Wandering around Barcelona last week, I started feeling a deep unease at the current level of hysteria around mobile apps. It is was compounded this week by seeing a T-Mobile advert on the London Underground which didn't show a phone, but just said "Would you like a free phone with apps for just £20 a month?" [meaning "We'll sell you a cheap Android instead of an iPhone, but don't dare mention it or show it"]. Apple is bombarding the world with "apps, apps, apps" advertising as well.
I'm a great believer in the Tyranny of Consensus. When everyone agrees - it usually means that they're all wrong.
I'm wondering if the great drive towards mobile applications on smartphones, catalysed by Apple although obviously around for years before, has the longevity that many people seem to be assuming. Operators, device vendors, OS providers, 3rd parties - everyone wants a piece of the supposed action.
But maybe it's just a fashion? After all, do you *really* want any form of ongoing "relationship" with a handset manufacturer? Will the mass market really want to keep adding new stuff to their device?
The first 100-200m owners of PCs bought and installed lots of applications. The most recent 100-200m have probably just got Office, a browser, Norton or some other security package, Skype and their favourite IM client. Apart from gamers, most people don't continually look for and download PC apps - although they're there occasionally if need strikes.
Maybe the mobile will go the same way - you'll get a phone with a pretty good set of pre-installed capabilities, perhaps through some sort of pre-sale configurator. "Skype - tick. Spotify - tick" and so on. You'll get another set of applications when you set it up for the first time or over the first week of ownership. And then on an ongoing basis you'll get occasional updates of these, but it will only be once in a blue moon that you'll actually download anything new.
(One slight difference is the current perceived trust in AppStore downloads - there's not the same worry getting some random .exe )
Most "cool new stuff" will be in the browser, just as it is with the PC. And maybe, just maybe after you've got used to it, you'll bother to find out if there's a 20%-better application. Once there are easy metaphors for multiple browser windows and tabs on mobile, and more ubiquitous support for multi-tasking, the idea of a "widget" becomes obsolete. They're just contrivances to get around small screen size, I think.
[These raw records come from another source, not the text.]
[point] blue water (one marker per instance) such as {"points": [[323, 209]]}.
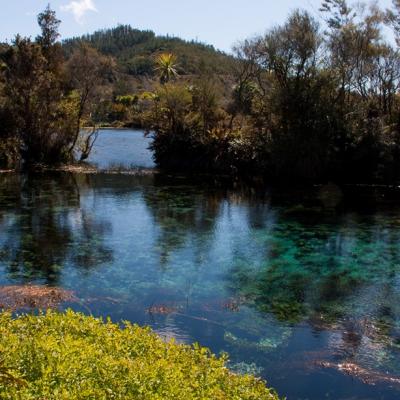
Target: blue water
{"points": [[121, 149], [293, 286]]}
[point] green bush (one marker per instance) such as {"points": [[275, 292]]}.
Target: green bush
{"points": [[72, 356]]}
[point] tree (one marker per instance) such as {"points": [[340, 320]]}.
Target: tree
{"points": [[87, 70]]}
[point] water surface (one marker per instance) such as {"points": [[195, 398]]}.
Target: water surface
{"points": [[290, 292], [121, 148]]}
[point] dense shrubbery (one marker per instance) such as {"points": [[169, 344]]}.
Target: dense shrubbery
{"points": [[134, 51], [71, 356], [44, 101]]}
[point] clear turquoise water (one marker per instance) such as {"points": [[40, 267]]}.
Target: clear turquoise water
{"points": [[289, 292]]}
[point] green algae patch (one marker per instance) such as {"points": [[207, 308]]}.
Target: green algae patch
{"points": [[72, 356]]}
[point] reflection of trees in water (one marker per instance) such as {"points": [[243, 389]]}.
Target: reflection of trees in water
{"points": [[46, 227], [182, 213], [186, 212]]}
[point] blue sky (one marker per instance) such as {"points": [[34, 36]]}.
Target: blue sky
{"points": [[218, 22]]}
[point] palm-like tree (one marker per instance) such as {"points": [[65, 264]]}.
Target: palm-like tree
{"points": [[166, 66]]}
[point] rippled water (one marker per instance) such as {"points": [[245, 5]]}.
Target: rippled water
{"points": [[300, 295], [121, 148]]}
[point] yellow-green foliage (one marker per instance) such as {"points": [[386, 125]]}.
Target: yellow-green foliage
{"points": [[72, 356]]}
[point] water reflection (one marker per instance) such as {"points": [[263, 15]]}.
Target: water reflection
{"points": [[44, 228], [305, 296]]}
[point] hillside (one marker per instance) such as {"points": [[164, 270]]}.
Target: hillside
{"points": [[134, 51]]}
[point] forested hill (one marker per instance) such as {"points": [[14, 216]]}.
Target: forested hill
{"points": [[134, 51]]}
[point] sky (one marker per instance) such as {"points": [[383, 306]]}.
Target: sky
{"points": [[218, 22]]}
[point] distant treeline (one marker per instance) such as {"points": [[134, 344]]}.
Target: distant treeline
{"points": [[309, 100]]}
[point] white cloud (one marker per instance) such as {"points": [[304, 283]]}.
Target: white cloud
{"points": [[79, 8]]}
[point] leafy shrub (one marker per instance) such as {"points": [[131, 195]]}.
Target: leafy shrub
{"points": [[72, 356]]}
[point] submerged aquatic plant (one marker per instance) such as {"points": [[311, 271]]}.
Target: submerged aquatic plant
{"points": [[19, 297]]}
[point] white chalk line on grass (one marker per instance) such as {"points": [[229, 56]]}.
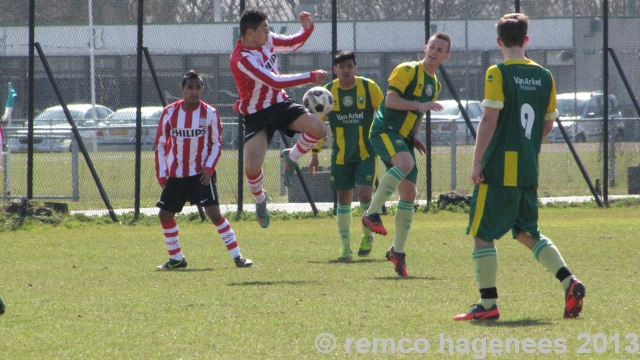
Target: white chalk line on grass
{"points": [[321, 206]]}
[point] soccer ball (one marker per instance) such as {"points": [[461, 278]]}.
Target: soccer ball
{"points": [[318, 100]]}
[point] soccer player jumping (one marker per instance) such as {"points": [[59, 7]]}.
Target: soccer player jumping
{"points": [[265, 105], [413, 89], [519, 110]]}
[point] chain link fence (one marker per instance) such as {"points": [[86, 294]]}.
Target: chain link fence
{"points": [[91, 49]]}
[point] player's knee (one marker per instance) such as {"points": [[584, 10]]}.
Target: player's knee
{"points": [[317, 127]]}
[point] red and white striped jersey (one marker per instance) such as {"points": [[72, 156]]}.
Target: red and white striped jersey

Yes, there is an alternative future, where we're all browsing app stores on a daily basis. Perhaps it could come true. I have to be careful here, because when I'm wearing my "personal" hat, I have an in-built bias as I'm utterly disinterested in mobile applications, bar a very, very small handful that I'd prefer were pre-loaded on a device in the first place (Google Maps, Skype, Facebook, maybe Spotify).
Obviously my "professional" hat as an analyst means I have to be both interested in, and familiar with the broader ecosystems, but my job doesn't need to extend to my private life. I'm a bit of a purist, in other words - also reflected by the fact I drive a car with absolutely no modifications, and indeed no weight-adding fripperies like ABS or airbags either.
Cars hold another useful metaphor though. It's generally considered to be absolutely fine to "customise" a vehicle when it's ordered new - the colour, trim, special options like better brakes or sportier suspension. But that changes - for most people other than special groups of enthusiasts - in terms of aftermarket customisation. Suddenly, add-ons become gauche and geeky. Sure, it's more socially acceptable for a rickshaw driver in India or a bus driver in Guatemala, but in normal circumstances loading a ton of extra tat onto your car makes you look like an idiot. (Caveat here: yes, I know some countries have a more permissive attitutde to modifying cars, but then some also have a lax attitude to wearing phones in holsters on your belt).
The bottom line is that I'm wondering if the massed billions of phone users will really care about iPhone-style junk applications. Personalisation is all very well - but it's best done upfront, not on an ongoing basis. The hand of fashion could also start to dictate that people customise something else rather than phones.
A vision of 4 billion "modified" smartphones represents a dystopia of geekiness.